A major issue in interpreting the trials comparing the use of octreotide in PD is the fact that the definition of POPF used in these studies is not uniform. Only few studies comparing somatostatin and its analogue octreotide have reported the incidence of clinically significant POPF.12 The ISGPF definition and the grading of POPF as grades A, B and C has gained widespread acceptance and made the reporting of POPF uniform. Only three trials comparing the use of somatostatin or its analogue have reported POPF using the ISGPF definition and have demonstrated no difference in the incidence of POPF with or without use of the drugs.19 22 This issue of non-uniformity of reporting of the results of POPF with respect to ISGPF definition has been addressed in previous systematic reviews and meta-analysis as well.13 , 22 The current study has categorised POPF using ISGPF definition, and accordingly, there were 6 (10.9 %) clinically significant fistulae in octreotide group and 10 (18.5 %) in the controls (p = ns). This indicates a trend towards decrease in clinically significant POPF, probably a study with a larger sample size would show up the clinical implication of this difference. There was no statistical difference with respect to grades A, B and C fistulae in both groups as well. Similarly, there was no difference in overall complications or morbidity, and particularly, there was no difference in the reoperation rate as well. The lack of difference is possibly due to the failure of octreotide to demonstrate any impact in the occurrence of POPF. McMillan et al. in a recent multi-institutional prospective study including a large number of subjects have drawn similar conclusions.23

In this study, though not statistically significant, the octreotide group had early removal of nasogastric tubes and low incidence of delayed gastric emptying. This could be the reason for a significant shorter hospital stay (11.7 vs. 13.3 days, p = <0.01) observed in the octreotide group in the current study, considering the fact that clinically relevant POPF and morbidity in both groups were similar. In studies comparing pancreatic juice output with and without administration of octreotide has not shown any significant decrease in output of pancreatic juice with the use of octreotide.21 , 24 Octreotide has been observed to improve the gastric emptying time and prolongation of the mouth-to-caecal emptying time in healthy volunteers.25 , 26 Hence, early resumption of diet and early discharge from the hospital could be attributed to the effect of octreotide on gastrointestinal secretion and motility, rather than the beneficial effect of the drug in decreasing POPF.

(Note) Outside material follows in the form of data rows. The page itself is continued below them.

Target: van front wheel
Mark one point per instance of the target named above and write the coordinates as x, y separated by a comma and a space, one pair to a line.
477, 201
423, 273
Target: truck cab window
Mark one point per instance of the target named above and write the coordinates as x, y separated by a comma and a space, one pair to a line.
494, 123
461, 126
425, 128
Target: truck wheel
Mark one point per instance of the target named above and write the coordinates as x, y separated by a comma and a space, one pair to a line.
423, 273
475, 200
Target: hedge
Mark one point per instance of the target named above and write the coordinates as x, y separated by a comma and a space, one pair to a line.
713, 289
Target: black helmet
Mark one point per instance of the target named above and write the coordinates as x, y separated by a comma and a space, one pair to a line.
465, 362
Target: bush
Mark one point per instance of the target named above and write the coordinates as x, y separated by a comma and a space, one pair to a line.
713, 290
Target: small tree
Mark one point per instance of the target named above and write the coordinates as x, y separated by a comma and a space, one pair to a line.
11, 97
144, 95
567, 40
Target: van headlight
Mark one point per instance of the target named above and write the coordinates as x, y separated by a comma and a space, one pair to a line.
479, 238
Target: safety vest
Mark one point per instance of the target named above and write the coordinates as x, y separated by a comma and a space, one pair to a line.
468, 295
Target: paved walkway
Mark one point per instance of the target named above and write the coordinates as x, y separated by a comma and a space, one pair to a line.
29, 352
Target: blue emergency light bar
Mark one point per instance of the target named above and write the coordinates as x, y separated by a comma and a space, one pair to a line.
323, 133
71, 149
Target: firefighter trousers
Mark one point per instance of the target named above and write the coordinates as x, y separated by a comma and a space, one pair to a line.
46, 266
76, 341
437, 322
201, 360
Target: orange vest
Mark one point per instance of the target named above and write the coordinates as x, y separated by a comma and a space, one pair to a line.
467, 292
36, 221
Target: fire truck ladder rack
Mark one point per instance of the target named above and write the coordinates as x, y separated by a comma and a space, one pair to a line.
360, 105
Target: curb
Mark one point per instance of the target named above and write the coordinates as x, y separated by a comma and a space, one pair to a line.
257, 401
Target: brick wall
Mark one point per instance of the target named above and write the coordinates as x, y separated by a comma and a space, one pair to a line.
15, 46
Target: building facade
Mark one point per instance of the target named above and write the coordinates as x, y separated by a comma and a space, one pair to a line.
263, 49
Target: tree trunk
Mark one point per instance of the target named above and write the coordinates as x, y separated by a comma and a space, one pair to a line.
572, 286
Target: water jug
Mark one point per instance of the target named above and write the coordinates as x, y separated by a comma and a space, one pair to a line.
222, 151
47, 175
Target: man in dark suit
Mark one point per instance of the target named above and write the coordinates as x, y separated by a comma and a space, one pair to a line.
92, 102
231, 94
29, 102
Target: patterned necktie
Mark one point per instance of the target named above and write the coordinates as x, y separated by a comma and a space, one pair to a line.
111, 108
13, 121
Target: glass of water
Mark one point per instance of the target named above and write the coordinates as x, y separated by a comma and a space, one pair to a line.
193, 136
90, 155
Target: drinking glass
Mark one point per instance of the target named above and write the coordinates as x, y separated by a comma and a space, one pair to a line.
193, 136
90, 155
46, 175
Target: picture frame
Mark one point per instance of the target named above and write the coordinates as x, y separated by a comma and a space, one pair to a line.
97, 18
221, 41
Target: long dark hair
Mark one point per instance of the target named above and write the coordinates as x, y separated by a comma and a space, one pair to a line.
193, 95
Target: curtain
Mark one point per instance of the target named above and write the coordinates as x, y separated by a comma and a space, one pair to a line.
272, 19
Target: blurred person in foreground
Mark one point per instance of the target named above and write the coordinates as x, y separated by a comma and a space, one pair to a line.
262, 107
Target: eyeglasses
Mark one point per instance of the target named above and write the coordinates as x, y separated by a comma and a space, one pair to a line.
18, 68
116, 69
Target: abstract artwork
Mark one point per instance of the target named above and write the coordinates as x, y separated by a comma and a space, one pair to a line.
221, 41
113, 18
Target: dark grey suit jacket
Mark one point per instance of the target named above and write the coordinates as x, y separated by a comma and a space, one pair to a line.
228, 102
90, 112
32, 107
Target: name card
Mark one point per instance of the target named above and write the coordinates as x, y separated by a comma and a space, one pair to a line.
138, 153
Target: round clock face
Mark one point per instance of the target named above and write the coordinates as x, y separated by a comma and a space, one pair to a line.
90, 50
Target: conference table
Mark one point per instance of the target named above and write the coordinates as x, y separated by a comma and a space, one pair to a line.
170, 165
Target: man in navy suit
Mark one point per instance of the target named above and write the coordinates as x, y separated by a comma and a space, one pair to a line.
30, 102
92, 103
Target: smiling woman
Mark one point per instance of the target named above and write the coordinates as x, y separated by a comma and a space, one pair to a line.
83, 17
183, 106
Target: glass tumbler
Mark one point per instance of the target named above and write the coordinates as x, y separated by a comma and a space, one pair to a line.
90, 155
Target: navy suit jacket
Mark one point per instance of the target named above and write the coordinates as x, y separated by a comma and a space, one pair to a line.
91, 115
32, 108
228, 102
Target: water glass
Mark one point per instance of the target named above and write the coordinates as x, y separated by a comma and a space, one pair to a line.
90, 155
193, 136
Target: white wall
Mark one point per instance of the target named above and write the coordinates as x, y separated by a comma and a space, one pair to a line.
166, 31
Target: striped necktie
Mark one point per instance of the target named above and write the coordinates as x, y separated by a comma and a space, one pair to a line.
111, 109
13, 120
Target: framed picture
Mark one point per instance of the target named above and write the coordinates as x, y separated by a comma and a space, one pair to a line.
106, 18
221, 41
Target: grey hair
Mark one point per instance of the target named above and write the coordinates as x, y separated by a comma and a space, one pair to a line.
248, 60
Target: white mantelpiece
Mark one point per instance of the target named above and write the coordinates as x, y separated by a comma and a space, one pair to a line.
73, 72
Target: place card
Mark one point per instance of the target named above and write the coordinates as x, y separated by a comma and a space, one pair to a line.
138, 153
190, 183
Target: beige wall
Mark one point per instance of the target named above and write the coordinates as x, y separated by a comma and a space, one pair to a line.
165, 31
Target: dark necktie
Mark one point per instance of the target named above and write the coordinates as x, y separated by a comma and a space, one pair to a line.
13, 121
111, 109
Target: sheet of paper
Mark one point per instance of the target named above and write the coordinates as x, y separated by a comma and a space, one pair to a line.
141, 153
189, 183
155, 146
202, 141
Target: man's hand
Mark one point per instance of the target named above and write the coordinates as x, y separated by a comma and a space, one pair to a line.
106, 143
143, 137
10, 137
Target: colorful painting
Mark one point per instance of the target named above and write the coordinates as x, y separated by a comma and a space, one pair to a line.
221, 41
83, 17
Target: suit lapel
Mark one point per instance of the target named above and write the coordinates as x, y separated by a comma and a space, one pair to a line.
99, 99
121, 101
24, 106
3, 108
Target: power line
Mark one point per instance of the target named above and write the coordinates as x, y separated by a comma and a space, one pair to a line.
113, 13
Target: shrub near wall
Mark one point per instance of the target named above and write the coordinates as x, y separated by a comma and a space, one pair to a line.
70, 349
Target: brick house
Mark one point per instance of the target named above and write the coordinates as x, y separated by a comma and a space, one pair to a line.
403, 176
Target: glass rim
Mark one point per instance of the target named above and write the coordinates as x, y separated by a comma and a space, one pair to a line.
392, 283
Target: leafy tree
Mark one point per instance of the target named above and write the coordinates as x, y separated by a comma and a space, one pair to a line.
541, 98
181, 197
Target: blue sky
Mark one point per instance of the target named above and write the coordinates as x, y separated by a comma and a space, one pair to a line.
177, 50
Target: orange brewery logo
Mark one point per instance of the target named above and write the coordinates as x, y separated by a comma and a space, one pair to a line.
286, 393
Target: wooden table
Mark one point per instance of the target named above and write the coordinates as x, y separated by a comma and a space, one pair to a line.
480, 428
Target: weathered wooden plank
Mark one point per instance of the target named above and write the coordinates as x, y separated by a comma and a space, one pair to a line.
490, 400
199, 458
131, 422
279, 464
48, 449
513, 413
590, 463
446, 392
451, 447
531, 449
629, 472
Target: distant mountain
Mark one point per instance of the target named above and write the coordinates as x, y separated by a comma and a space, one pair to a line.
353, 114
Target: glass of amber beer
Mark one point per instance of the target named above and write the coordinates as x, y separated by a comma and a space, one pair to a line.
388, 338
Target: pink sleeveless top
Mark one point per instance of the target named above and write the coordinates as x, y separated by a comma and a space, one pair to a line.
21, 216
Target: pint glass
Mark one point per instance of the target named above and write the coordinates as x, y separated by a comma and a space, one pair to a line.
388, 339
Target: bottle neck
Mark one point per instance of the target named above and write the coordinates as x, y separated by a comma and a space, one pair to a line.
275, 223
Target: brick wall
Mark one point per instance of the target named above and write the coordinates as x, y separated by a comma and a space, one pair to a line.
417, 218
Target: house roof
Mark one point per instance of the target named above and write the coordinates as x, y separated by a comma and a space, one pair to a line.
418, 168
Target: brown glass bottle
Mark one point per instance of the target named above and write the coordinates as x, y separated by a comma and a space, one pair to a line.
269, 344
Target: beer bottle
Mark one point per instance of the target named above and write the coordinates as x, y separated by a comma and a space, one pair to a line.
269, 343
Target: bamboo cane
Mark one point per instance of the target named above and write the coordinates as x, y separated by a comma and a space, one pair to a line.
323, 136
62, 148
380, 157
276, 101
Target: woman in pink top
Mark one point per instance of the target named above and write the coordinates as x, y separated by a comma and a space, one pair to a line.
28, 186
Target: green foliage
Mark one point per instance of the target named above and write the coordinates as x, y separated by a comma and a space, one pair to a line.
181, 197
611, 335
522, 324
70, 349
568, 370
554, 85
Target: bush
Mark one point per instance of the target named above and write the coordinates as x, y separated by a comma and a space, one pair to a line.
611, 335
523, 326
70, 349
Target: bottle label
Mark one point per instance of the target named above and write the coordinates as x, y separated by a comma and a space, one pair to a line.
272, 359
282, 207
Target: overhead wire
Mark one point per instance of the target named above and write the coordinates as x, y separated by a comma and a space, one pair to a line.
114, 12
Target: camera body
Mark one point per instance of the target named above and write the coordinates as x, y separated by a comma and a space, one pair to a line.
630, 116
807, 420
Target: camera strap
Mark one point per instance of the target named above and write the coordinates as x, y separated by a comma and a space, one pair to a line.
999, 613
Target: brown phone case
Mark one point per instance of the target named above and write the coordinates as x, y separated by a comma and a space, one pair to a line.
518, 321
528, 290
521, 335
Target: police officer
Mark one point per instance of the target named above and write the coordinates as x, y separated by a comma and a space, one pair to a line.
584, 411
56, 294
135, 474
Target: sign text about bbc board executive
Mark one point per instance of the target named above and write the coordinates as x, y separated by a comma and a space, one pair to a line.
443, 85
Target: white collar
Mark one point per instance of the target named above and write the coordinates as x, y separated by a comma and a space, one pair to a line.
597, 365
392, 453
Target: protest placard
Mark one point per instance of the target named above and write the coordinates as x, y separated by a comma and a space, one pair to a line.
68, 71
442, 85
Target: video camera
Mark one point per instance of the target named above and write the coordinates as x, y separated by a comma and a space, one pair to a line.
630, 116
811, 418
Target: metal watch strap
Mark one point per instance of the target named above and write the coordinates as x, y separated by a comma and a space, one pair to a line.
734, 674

There are a few limitations for the current study. This was not a blinded study and there was no placebo administered. However, since the definitions of POPF, complications, removal of nasogastric tube drains etc. were defined before the study, we have tried to eliminate the possible bias. The dose of octreotide used was 100 mcg thrice daily in this study; many studies have used varying doses from 100 to 250 mcg thrice daily.14 19 It remains unclear whether the higher dose than used in this study would have changed the result in a different manner. Similarly, it remains to be studied whether a study with a bigger sample size would have demonstrated the incidence of POPF/morbidity with the use of octreotide, and with this respect, the study is probably underpowered. Since this is a select group of patients with soft pancreas and small ducts, there are practical difficulties in recruiting a large number of patients and probably would require a multi-institutional study. In this study, financial consideration of using the drug was not assessed. Finally, one should be able to predict the risk for developing POPF or complications and identify the high-risk group preoperatively using preoperative parameters or fistula risk score as employed in some studies.7 , 8 , 23 , 27 We have not employed any such predictive scores in this study, and it remains unclear whether a selective policy in administering octreotide in such a group would be of any relevance in clinical practice.

In conclusion, this randomized controlled trial assessing the role of octreotide in preventing POPF or its complications in the selective group of soft pancreas and non-dilated duct showed no statistical difference in POPF with the use of octreotide.